A metà degli anni '60 il Governo italiano realizza in Basilicata il primo cimitero nucleare, mascherandolo con un centro di ricerca, prima del CNEN, poi dell'ENEA. Alla Trisaia, a parte l'Itrec, ha operato attivamente l'Eni con una fabbrica di combustibili nucleari in società con un'azienda del governo inglese, ossia l'UKAEA. Le 86 barre dell'Elk River cedute da Washington - 20 soltanto riprocessate - sono ben altra cosa cosa, ovvero il ciclo uranio-torio. L'Eni ai magistrati ha sempre negato la produzione di plutonio alla Trisaia. Ma a luglio del 2013, in un'operazione quasi segreta, sono stati portati via da questo centro atomico in Lucania, ben 20 chilogrammi di uranio e plutonio, poi imbarcati su una nave diretta negli Stati Uniti d'America. Obama al recente vertice europeo di fine marzo ha ringraziato i maggiordomi della repubblichetta delle banane, per la cessione gratuita del materiale strategico. Appunto: quanto plutonio è stato prodotto dalle 5 centrali nucleari italiane? A proposito mister Napolitano, dove è finito?

Ma chi si è arricchito realmente con l'affarone dell'atomo nel belpaese? Vediamo un pò: prevalentemente società nordamericane e inglesi: General Electric, Westinghouse, Abb, Ukaea, Eni, Enel, Fiat. A pagare in termini economici nonché di perdita di salute è soltanto la popolazione, che non ha avuto benefici di alcun genere. Infatti l’attività di decomissioning viene finanziata dall’ignaro contribuente italidiota attraverso la componente A 2 della tariffa elettrica (la bolletta della luce). Lo hanno stabilito il Decreto interministeriale 26 gennaio 2000, la legge 83 del 2003 e il decreto interministeriale 3 aprile 2006.

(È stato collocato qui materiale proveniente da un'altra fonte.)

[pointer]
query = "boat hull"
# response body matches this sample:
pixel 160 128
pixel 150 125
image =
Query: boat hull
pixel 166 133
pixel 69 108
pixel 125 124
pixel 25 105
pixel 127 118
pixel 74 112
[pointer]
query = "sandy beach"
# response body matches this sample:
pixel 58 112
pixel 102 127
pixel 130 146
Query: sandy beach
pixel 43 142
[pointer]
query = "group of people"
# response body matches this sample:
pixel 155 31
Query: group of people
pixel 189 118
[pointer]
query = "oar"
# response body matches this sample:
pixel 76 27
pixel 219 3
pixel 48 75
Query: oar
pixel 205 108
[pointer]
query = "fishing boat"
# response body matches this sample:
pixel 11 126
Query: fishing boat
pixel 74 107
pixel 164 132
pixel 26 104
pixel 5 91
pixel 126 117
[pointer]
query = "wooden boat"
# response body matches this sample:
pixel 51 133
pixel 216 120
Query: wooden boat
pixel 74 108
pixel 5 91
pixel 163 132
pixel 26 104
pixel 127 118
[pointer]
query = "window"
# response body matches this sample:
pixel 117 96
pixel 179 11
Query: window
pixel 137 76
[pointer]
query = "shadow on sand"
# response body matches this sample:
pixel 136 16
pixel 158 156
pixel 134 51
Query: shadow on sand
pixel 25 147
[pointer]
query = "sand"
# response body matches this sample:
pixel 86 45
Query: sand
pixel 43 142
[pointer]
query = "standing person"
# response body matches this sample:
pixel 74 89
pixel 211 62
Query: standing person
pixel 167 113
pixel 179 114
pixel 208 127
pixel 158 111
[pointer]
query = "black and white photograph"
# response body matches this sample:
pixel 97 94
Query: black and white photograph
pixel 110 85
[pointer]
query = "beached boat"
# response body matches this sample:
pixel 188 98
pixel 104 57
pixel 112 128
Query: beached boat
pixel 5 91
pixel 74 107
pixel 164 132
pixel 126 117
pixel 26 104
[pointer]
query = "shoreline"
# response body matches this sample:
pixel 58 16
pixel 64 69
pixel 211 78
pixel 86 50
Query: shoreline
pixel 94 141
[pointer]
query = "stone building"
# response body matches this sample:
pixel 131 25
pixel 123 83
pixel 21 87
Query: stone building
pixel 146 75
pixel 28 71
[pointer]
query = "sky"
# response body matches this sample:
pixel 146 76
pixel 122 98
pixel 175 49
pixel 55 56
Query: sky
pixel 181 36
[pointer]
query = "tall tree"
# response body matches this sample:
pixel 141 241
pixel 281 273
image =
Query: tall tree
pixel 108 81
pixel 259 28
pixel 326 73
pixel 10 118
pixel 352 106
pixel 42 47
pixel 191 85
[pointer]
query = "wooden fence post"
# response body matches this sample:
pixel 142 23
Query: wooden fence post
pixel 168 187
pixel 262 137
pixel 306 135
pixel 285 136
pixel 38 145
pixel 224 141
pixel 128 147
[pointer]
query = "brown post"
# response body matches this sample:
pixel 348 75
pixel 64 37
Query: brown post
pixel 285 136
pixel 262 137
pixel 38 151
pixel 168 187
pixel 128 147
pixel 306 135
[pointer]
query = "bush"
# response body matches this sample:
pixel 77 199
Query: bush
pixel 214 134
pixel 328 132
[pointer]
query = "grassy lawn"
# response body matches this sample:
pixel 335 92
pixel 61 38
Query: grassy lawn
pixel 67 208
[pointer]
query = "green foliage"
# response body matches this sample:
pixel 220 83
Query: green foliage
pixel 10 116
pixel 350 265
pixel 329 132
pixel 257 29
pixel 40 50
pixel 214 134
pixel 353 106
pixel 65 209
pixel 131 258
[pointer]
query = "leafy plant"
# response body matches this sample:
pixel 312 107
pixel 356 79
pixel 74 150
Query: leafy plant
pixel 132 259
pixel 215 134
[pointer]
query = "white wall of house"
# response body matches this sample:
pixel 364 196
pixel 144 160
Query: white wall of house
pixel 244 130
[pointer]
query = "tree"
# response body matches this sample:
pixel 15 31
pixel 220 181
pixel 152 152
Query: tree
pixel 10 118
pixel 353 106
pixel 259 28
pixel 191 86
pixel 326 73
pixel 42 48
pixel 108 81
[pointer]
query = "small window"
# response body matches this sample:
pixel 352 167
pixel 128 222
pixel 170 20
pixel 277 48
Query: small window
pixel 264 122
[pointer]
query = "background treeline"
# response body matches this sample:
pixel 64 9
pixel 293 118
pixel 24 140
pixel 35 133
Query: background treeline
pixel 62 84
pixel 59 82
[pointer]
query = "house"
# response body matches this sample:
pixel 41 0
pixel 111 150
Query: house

Nel 1999 lo Stato ha inventato la Sogin un eufemismo, il cosiddettodecommissioning, inserendola nel portafoglio del ministero del tesoro. Nel 2010 la Corte dei Conti ha bocciato la gestione Sogin, oggi in nettissimo ritardo sulla tabella di marcia. In ogni caso, le ecomafie di Stati e le multinazionali del crimine ringraziano lo Stato tricolore. Tanto pagano sempre i "fessi". A proposito Matteo Renzi, che ne sarà della centrale nucleare della Difesa, in riva al Tirreno in quel di Pisa?